Ce n’est pas parce que je suis en vacances que je ne lis pas. Je viens de finir le livre de Daniel Arasse, On n’y voit rien, que j’ai trouvé beaucoup moins fascinant qu’Histoires de peintures, beaucoup moins éclairant, plus égocentré et sur ma lancée je commence la lecture, dès le petit matin, de Les Croisades vues par les Arabes d’Amin Maalouf.
Je prends quelques notes sur la manière de tenir mes carnets, comment les ordonner, de les numéroter et de les indexer, de mettre des onglets, d’insérer du matériau à l’intérieur. Vœux pieux. Il me semble qu’en ce moment je mange beaucoup, peut-être l’effet de la chaleur, ou alors parce que les repas sont plus légers, ou alors parce que je ne ressens plus beaucoup la sensation de satiété.
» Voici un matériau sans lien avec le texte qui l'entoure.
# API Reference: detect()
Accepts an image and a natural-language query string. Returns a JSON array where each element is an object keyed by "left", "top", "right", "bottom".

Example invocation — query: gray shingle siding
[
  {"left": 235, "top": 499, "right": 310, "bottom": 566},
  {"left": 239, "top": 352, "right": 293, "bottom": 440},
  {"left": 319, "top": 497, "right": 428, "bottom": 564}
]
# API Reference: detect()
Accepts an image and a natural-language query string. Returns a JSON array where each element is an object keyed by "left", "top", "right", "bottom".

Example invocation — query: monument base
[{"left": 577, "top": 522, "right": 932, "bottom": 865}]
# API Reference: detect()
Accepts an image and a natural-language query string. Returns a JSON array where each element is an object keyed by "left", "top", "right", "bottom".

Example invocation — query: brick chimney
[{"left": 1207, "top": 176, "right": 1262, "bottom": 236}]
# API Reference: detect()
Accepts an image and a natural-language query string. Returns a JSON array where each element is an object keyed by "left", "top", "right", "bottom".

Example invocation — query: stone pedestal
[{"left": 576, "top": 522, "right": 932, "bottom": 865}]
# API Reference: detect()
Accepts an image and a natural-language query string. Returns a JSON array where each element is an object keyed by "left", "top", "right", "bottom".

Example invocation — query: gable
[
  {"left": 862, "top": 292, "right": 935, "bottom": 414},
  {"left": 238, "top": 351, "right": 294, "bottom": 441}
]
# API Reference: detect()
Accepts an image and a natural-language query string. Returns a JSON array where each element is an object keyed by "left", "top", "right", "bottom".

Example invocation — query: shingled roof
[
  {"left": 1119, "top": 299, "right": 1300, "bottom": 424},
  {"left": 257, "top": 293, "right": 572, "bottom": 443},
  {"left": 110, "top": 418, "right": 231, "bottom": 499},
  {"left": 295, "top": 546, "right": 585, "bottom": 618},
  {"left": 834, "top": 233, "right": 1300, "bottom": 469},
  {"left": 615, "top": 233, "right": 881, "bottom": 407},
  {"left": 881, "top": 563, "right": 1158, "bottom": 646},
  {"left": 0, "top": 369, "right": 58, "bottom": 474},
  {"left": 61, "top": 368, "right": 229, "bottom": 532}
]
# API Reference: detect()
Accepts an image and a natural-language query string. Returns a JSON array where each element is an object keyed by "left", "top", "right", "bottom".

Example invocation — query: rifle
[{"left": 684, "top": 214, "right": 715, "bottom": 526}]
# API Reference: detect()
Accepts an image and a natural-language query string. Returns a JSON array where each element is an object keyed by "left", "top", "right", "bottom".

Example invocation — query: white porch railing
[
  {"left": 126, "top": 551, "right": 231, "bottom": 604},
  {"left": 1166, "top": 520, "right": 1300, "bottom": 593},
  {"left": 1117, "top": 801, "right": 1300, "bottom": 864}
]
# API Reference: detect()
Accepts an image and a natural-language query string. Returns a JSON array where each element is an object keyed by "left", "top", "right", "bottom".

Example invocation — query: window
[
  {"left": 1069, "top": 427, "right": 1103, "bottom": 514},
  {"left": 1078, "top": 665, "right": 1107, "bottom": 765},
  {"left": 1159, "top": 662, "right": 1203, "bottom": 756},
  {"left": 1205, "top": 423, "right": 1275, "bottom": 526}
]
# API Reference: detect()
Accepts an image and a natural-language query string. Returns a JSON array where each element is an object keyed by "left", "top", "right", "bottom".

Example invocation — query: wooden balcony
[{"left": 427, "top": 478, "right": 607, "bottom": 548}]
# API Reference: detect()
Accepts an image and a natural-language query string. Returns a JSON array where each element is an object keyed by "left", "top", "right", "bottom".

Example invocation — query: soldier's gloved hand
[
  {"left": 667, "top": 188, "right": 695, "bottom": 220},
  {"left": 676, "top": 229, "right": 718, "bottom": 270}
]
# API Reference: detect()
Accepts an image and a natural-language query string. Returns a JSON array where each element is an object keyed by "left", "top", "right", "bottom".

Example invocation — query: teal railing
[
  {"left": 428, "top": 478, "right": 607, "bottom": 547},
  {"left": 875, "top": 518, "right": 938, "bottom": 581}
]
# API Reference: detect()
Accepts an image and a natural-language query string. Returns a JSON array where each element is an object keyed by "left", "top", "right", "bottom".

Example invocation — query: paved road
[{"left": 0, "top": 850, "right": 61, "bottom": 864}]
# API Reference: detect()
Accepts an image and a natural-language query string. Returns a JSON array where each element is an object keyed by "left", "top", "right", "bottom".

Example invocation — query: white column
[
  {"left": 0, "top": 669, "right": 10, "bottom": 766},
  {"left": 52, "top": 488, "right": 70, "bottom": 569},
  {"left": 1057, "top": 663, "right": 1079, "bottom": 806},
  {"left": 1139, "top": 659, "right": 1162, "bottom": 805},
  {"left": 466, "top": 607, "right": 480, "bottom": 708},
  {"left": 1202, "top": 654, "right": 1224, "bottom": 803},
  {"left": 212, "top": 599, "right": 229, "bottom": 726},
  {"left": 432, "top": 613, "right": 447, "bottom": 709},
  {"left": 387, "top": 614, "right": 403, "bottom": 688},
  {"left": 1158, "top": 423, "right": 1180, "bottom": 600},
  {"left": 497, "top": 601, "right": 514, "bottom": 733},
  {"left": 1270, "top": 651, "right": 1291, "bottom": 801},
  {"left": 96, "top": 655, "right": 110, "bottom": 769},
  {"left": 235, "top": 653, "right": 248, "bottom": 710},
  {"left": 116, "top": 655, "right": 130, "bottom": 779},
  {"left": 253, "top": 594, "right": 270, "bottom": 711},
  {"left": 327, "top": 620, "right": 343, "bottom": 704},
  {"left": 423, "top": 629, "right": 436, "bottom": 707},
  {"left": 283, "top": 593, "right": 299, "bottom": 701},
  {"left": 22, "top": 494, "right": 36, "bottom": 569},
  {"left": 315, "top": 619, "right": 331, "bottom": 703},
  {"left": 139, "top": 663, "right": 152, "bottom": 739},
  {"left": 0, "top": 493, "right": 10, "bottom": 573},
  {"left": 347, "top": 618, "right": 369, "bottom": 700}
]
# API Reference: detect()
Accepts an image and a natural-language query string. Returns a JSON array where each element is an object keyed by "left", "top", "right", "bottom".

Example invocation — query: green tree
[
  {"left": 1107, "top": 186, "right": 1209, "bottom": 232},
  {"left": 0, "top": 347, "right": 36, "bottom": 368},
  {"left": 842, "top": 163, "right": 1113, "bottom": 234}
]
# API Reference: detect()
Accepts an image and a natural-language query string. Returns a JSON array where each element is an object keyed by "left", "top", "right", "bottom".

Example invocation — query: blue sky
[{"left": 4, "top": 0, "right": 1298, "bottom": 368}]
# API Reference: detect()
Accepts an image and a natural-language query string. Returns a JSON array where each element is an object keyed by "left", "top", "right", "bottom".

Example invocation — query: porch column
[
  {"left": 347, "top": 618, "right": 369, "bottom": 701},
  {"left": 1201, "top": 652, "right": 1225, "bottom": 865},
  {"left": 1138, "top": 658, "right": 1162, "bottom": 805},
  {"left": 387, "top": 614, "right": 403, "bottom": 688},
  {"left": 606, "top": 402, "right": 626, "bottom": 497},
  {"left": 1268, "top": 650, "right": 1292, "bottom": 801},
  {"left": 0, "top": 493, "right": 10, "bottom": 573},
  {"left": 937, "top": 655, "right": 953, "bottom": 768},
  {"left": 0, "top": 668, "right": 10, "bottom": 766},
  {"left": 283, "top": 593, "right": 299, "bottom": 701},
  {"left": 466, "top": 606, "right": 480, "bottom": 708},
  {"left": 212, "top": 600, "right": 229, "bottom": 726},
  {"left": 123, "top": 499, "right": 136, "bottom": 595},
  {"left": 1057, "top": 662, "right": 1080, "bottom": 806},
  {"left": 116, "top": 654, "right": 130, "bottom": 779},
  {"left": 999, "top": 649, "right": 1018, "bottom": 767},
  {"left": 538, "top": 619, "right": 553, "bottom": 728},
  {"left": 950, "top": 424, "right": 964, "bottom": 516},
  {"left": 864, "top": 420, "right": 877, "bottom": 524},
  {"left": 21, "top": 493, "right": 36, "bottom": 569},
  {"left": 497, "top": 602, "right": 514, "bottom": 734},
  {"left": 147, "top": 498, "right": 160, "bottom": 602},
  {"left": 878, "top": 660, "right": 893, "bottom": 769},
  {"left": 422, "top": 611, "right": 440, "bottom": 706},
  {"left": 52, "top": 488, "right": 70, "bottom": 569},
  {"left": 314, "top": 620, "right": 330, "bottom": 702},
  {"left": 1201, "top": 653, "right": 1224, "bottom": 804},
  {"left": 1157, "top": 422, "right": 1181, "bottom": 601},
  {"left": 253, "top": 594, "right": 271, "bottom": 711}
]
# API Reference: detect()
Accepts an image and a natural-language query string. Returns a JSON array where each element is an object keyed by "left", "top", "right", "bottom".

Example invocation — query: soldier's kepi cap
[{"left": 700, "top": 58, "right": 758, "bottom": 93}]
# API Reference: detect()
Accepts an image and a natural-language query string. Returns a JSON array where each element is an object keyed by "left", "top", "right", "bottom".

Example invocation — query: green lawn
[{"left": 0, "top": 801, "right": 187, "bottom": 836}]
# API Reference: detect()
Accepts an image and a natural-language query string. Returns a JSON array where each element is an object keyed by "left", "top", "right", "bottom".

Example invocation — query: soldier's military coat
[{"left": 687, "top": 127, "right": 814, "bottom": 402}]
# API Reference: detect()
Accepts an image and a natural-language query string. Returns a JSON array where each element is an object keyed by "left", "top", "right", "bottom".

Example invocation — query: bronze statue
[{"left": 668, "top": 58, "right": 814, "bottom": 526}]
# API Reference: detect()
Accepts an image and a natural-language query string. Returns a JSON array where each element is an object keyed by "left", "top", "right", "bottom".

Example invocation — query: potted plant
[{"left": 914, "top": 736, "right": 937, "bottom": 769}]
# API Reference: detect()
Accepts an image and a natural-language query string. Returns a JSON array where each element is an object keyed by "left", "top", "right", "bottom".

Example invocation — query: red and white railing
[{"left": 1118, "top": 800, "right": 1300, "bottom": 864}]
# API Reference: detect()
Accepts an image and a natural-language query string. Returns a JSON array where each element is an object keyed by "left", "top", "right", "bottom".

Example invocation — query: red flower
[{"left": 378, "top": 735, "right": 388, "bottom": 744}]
Je déjeune au Patara Gözleme Evi, mais sur la carte est écrit Esra’s pancake house. C’est en fait un cabanon fait de plaques d’aggloméré sur lequel on été tendus des kilim, ces tapis de laine brodés (et non noués comme les tapis) où l’on sert des gözleme. Les Turcs traduisent assez peu efficacement gözleme par pancake, ce qui n’a absolument rien à voir. Le gözleme est plus une pâte à pain qu’à crêpe ou à pancake, sans levure et cuite sur une tôle bombée, le saj. On le cuit avec un peu de beurre ou d’œuf et on le remplit traditionnellement avant cuisson d’épinards et de fromage. Il est ensuite coupé en carrés afin de faciliter leur mise en bouche. On peut en trouver aussi à la viande (d’agneau généralement, ev gözleme), de pommes de terre (patatesli gözleme) ou d’aubergine (patlıcan gözleme). La particularité de cette pâte est qu’elle est abaissée très finement. Je défie n’importe quelle cuisinière française d’abaisser autant une pâte, c’est un exercice d’équilibriste.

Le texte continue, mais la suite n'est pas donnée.